序盤は和歌山北打線をしっかりと抑えていましたが、中盤からは荒れ気味でボールが高めに浮き、痛打される場面もありました。この試合、13個の三振を奪っていますが、安打も9本打たれています。制球力が持ち味で打たせて取るタイプの投手なので三振を狙おうとはせず、低めにボールを集めれば、そうそう打たれることはないでしょう。
山田投手を始め、今大会は好投手が多い印象です。耐久や紀央館、日高などに期待の投手がおり、桐蔭の投手3人も力があります。智弁和歌山はエースの渡辺颯人投手(3年)が安定していて、宮口龍斗投手(3年)も150キロ台の速球を持っています。この2人のほかにも試合を任せられる投手がいるのも強みです。
今年も猛暑の中の大会になりそうです。各チームもどれだけ、投手の負担を減らしながら勝ち進めるかがカギになりそうです。
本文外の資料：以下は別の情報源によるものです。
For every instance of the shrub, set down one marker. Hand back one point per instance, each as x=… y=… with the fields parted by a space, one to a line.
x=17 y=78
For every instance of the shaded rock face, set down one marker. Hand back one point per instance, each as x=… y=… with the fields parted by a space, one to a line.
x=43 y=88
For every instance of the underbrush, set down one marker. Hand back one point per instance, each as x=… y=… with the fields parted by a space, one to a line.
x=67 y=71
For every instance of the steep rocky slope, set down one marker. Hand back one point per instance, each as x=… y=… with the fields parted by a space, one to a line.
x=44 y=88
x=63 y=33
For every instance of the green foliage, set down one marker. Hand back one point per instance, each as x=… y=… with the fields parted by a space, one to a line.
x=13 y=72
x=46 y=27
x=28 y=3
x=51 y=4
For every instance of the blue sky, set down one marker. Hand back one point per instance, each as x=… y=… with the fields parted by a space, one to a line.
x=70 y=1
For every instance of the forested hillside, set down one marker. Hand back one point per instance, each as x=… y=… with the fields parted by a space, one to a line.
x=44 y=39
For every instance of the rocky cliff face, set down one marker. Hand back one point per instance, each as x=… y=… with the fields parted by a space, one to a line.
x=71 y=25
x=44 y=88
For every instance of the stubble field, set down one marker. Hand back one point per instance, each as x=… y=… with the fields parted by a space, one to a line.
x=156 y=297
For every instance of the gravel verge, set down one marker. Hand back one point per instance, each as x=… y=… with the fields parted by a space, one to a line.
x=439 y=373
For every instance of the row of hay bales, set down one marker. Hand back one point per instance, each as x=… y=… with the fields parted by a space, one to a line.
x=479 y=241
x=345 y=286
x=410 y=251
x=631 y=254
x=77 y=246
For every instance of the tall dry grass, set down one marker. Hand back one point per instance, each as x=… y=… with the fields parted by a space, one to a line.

私が監督時代、選手に「まず、5点を取れ」とはっぱをかけていました。5点取ればコールド勝ちも見えてきます。コールドなどを交えながら勝ち進めることができたら、投手にも無理をさせずにすみます。
昨年に続き、今大会も開会式の日は試合を設定せず、翌日に開幕戦がありました。開会式直後の試合はなかなかたいへんですが、翌日だと両チームとも普段通りの力を発揮できます。全国的に増えているようですが、よい取り組みだと思います。